Ken asked me to be a guest blogger because, since I’m a teacher, I suddenly have a crazy amount of time to fill in the summer. I’m Ken’s wife, Hannah, A.K.A. Ken’s partner in all things outdoors! (Not to downplay the fact that I’m also his partner in other things like, you know, raising our crazy children and putting food on our table and shelter over our heads. But since this is an outdoor blog, we’ll focus on, “partners in all things outdoors!”) So, when Ken mentioned the Lake Ozette Triangle as an option for filling our long 4th of July weekend, I’ll admit, I was like, “Yes!” Backpacking is my favorite way to combine hiking and camping and the Lake Ozette hike is a flat 3 miles on boardwalk, then another flat 3 miles up the beach and then another flat 3 miles back to the beginning. Did I just say, “flat” three times? Okay, so sometimes (especially after crazy school years), I like easy hikes!
So…we packed up, headed to the Olympic Penninsula and took that lazy 3 mile stroll along the boardwalk to Sand Point, our destination for the first night. The kids were in rare form…few complaints (besides the slight incline our tween dramatically referred to as a mountain), quick pace and eager anticipation of a quick frolic to our destination to play on the beach.
Here’s Levi frolicking along the path:
The closer to Sand Point we got, the more raindrops we started to feel. What? Rain in the rainforest? Did I sign up for that?
As we arrived at camp the rain was still falling steadily but lightly (more on that later). Here’s our camp below. Note the driftwood shelter Levi created to keep dry while the tent was set up.
After we set up camp, it was time to explore the wild…
That’s me below, having an, “I’m king of the world” moment! (That little stream is where the freshwater stream, where one must pump water to survive in the wild, meets the ocean. I’d like to take this opportunity to thank my best “partner in all things outdoors”, for being the king of water pumping for his family’s survival)

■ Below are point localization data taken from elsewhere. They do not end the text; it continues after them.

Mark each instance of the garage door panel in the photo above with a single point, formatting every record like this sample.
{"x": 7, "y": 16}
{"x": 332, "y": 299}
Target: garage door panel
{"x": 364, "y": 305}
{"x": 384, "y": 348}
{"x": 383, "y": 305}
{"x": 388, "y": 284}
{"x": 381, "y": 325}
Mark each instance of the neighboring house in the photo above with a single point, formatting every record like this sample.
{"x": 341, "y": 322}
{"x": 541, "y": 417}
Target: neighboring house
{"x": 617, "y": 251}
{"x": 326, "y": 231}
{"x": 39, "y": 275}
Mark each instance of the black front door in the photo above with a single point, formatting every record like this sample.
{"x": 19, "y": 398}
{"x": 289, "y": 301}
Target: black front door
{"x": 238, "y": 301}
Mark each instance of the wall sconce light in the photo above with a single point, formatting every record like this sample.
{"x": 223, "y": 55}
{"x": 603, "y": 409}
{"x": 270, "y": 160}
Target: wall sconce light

My children never miss an opportunity to do gymnastics in the wild! From the mom perspective, the tween needs a little lesson on not letting her hair drag on the ground in the land-of-no-showers-for-many-days. (Speaking of hair, Leah is the only backpacker I know who actually carried a full-size – obnoxiously large – brush into the wild for this adventure.)
It’s always fun to see Sea Anemones when the tide is out! (Lots of tide pools in the area to enjoy!)
And speaking of wild…I’m not sure how to describe this guy who entered our presence while exploring. He ran down the beach toward us in his skivvies, waved “hi”, turned around and ran back down the beach. We saw him running down the beach again later – still in his skivvies but this time also proudly displaying a feather in his hair. At this point we had a discussion about how he was kind of a Tarzan-Tonto combo.
We enjoyed the peaceful beach and views in both directions.
The next picture should be titled, “The Calm Before the Storm” because shortly after, it started raining and we spent a good amount of the afternoon in our tent napping, reading “Hatchet” to the kids and taking family “selfies” on our iphones (yes, we stoop to the level of selfies to keep our kids in good spirits). I didn’t mind the rain at first but should probably mention that it did get old and I, myself, threw a little tantrum the next morning when we had to pack up camp in the miserable rain and mud pre-coffee, while our kids pouted under driftwood logs and asked to go home. My husband learned a lesson in never packing up camp before making the wife coffee. I learned that maybe I should learn how to turn on the backpacking stove and make my own coffee!
Post the no-coffee-rainy-packing-up-incident, we endured our next three mile hike north up the beach. It was definitely a rainy one and we all donned our full rain gear for the first time ever on a backpacking trip. Morale was sort of low, especially after a few slips and Leah misplaced her camera. But it was hard to dispute the beauty and we enjoyed hearing a chorus of sea lions.
After our rather wet hike 3 miles up the beach, we made it to our camp at Cape Alava. Our camp had a great view of the beach and was complete with a rope swing made of beach debris (washed up ropes and buoys), which allowed the kids hours of fun and fighting!
Levi and I walked around the Island below quickly and dramatically, keeping our eyes on the tide coming in the whole time. We enjoyed many conversations about what we’d do if the tide came in and we found ourselves stranded on the island. Those kinds of conversations are what I love about taking my kids into nature. So much, “scope for the imagination” as Anne of Green Gables would say.
Beautiful seascapes abound in this part of the region! (But don’t look too close or you might notice the thick kelp/seaweed beds covered in obnoxious sand fleas that are so abundant you can actually hear popping and jumping sounds all around if you are close!)
To end our journey, the following pictures are a look at “time out” in the wild, as our children worked through the issues brought forth by only having one great rope swing and two children.
While rainy and miserable at times, we still enjoy every opportunity to explore nature with the kids…and it helped that this particular trip was followed by burgers and a 3-hour soak in Sol Duc Hot Springs!